済松寺の歴史
済松寺全景

蔭凉山済松寺は、徳川三代将軍家光公が、祖心尼のために建てた臨済宗の大禅院です。

家光公は、全面的な信頼を寄せていた祖心尼に対し、寺を寄進することを思い至りました。そして、自ら牛込の地にやってきて、馬上から鞭によって領地の範囲を示したと伝えられています。それにより、幕府祐筆の大橋龍慶屋敷跡を拝領し、完成したのが済松寺です。

家光は宗門と徳川家が共に栄えるようにとの願いから、臨済宗の祖・臨済禅師の済と徳川家の祖・松平の松をとって、正保3(1646年)年十二月、済松寺と名づけました。また大樹となって天下万民の蔭凉(涼しい木陰)たらんとの願いを込め山号を「蔭凉山」と名づけました。家光公は晩年に「自分の遺骸を日光に葬るとも、心は済松寺にある」と述べ、厚い信仰心を吐露されました。

長い年月の間には、多くの苦難もありました。
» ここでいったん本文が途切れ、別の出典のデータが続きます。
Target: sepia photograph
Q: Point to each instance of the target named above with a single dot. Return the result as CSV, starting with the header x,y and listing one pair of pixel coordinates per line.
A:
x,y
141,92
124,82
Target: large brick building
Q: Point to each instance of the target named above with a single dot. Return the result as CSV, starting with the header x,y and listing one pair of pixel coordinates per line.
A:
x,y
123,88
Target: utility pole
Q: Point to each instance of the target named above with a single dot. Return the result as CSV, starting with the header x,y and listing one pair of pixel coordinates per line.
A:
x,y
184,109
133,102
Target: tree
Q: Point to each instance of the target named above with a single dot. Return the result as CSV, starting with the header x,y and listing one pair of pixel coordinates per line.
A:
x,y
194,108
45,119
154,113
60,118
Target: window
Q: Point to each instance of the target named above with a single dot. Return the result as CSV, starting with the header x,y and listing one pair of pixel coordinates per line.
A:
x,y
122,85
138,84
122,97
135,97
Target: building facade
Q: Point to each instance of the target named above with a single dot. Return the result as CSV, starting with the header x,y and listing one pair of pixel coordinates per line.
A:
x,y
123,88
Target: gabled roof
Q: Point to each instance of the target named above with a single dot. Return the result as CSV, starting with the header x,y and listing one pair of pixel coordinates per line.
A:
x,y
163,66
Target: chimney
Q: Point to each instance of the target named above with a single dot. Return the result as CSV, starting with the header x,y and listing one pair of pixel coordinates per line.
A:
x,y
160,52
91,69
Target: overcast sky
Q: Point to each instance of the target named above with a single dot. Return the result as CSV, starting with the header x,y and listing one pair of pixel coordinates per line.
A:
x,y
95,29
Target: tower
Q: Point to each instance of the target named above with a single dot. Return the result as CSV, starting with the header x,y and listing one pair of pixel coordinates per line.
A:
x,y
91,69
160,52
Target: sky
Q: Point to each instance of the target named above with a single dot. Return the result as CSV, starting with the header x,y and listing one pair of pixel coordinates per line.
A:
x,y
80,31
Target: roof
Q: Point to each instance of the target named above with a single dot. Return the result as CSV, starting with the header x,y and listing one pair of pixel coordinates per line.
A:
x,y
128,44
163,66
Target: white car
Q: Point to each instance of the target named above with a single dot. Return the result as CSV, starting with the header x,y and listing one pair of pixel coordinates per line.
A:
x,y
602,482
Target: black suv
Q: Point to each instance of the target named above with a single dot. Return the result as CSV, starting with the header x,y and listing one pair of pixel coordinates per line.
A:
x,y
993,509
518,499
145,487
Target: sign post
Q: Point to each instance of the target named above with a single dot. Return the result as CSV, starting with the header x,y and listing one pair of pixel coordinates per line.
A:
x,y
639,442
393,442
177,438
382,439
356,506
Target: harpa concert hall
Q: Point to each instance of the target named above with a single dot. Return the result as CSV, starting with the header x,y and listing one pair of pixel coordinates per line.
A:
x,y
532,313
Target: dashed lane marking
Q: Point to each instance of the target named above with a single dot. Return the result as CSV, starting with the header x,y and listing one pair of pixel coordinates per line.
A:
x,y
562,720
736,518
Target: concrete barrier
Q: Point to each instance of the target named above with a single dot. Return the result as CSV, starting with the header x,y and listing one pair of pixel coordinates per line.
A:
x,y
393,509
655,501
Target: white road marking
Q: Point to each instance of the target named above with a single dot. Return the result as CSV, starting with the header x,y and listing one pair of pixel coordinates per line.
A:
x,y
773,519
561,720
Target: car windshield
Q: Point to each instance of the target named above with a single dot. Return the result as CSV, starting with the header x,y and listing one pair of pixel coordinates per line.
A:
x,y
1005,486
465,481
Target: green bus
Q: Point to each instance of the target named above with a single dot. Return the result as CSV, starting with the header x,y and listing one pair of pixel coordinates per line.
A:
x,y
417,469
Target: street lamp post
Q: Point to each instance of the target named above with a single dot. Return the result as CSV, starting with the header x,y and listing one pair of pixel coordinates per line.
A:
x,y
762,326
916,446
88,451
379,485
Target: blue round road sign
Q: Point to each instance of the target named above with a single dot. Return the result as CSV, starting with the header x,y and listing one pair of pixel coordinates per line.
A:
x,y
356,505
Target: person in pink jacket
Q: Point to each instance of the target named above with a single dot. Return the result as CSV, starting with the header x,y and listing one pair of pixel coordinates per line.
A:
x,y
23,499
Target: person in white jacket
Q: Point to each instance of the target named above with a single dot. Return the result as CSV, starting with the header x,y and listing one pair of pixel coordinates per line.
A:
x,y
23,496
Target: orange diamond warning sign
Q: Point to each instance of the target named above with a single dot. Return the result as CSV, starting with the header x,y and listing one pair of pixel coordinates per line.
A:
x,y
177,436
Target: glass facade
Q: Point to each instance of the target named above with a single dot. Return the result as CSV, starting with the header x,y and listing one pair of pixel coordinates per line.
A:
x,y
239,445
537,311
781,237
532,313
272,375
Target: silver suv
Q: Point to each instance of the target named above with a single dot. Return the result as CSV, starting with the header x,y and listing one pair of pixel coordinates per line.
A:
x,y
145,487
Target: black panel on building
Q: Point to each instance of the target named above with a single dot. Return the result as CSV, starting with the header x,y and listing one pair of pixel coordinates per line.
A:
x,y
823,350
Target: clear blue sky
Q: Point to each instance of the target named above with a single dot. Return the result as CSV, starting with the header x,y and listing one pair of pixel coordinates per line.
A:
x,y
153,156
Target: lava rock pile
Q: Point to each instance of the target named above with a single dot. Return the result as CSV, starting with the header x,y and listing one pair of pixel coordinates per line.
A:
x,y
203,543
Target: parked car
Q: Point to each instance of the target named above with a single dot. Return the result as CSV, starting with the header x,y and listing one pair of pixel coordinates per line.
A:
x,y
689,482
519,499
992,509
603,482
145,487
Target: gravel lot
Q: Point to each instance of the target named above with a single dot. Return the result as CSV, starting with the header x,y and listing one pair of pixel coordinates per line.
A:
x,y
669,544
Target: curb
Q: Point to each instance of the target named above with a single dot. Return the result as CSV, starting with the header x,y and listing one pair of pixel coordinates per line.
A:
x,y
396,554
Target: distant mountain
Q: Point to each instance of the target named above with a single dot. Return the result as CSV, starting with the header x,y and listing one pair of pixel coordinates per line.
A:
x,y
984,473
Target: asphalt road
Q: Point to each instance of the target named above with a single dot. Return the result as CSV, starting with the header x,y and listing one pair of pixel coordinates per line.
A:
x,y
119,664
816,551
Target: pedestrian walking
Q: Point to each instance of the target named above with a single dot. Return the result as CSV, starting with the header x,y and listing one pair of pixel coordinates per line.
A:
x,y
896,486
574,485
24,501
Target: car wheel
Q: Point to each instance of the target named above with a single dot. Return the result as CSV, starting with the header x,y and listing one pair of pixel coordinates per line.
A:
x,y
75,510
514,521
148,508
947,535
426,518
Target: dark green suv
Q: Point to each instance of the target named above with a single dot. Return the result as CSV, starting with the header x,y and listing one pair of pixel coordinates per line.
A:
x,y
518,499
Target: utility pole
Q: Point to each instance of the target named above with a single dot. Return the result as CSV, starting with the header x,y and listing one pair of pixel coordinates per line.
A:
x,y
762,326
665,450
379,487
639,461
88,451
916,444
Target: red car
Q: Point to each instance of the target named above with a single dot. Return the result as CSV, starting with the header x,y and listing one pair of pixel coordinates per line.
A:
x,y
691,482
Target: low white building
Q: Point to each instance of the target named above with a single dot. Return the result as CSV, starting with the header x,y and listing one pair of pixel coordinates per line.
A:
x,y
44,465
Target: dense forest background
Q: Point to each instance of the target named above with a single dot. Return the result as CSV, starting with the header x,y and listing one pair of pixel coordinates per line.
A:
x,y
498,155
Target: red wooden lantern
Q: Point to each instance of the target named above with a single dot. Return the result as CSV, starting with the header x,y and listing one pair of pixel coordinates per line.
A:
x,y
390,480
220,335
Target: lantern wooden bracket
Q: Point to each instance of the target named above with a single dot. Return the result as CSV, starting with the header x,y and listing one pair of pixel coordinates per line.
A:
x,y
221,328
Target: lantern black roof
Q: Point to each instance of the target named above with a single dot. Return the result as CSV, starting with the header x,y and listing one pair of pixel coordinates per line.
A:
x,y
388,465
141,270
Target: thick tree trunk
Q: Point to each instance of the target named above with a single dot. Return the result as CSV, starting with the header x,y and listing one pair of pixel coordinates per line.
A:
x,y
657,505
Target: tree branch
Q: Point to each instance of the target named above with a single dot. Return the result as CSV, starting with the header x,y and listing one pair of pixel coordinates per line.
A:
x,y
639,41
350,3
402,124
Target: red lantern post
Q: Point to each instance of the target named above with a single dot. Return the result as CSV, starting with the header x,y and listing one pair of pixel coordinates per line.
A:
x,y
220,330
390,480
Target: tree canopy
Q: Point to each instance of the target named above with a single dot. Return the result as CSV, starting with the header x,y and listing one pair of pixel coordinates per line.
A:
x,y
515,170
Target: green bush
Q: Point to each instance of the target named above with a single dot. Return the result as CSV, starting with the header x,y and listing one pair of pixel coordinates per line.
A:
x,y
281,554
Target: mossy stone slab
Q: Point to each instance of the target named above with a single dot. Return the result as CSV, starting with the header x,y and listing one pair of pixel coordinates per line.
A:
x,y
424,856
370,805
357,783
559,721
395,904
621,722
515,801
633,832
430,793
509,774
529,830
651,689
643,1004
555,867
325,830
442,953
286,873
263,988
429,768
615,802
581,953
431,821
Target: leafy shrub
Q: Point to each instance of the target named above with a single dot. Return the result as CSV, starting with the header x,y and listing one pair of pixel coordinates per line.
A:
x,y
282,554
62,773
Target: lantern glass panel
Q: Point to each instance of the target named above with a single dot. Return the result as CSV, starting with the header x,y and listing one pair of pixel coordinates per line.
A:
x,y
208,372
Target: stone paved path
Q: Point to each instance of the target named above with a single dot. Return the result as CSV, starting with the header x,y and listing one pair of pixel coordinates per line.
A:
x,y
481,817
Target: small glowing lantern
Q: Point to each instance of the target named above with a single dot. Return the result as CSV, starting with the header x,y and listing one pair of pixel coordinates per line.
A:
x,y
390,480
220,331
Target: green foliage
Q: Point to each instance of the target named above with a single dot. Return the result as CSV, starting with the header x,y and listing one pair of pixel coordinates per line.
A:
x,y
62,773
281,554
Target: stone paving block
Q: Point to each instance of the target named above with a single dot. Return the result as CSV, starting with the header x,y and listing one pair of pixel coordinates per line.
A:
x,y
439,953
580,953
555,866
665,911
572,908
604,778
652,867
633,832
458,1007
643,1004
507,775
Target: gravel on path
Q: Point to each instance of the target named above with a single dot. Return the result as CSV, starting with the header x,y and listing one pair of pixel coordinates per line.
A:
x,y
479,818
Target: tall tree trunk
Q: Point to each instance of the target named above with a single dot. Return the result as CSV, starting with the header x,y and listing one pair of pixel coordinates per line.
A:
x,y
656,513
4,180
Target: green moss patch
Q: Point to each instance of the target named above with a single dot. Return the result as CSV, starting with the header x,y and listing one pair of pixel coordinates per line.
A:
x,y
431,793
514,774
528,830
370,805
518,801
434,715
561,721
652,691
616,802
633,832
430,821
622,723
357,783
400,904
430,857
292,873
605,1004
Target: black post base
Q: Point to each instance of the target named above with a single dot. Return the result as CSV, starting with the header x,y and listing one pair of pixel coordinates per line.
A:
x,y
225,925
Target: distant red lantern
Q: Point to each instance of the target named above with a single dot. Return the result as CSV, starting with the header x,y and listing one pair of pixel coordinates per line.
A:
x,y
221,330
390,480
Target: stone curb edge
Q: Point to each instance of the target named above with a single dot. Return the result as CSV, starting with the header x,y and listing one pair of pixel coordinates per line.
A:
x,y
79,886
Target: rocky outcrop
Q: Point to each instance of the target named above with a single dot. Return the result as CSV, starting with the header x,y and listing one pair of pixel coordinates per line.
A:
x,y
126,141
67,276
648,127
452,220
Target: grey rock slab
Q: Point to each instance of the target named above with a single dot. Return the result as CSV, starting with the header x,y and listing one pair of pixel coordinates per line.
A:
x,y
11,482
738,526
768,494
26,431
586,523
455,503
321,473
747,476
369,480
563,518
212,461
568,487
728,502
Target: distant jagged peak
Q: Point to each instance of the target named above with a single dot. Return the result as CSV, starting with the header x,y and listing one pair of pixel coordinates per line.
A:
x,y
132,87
宝暦年間には大火事に類焼し、ほとんどすべてが灰となりましたが、九世大鼎和尚の働きで、幕府から一千両の寄進を受けて見事に再興。しかし、明治維新では廃仏毀釈の激しい運動により、寺は徹底的に破壊されつくしてしましました。長い荒廃から立ち直りかけたものの、昭和20年5月25日に空襲でまたもや炎上。幾度とない苦難の連続でしたが、法灯は消えることなく、再び諸堂が建立され、今また往時を彷彿とさせる境内のたたずまいとなっています。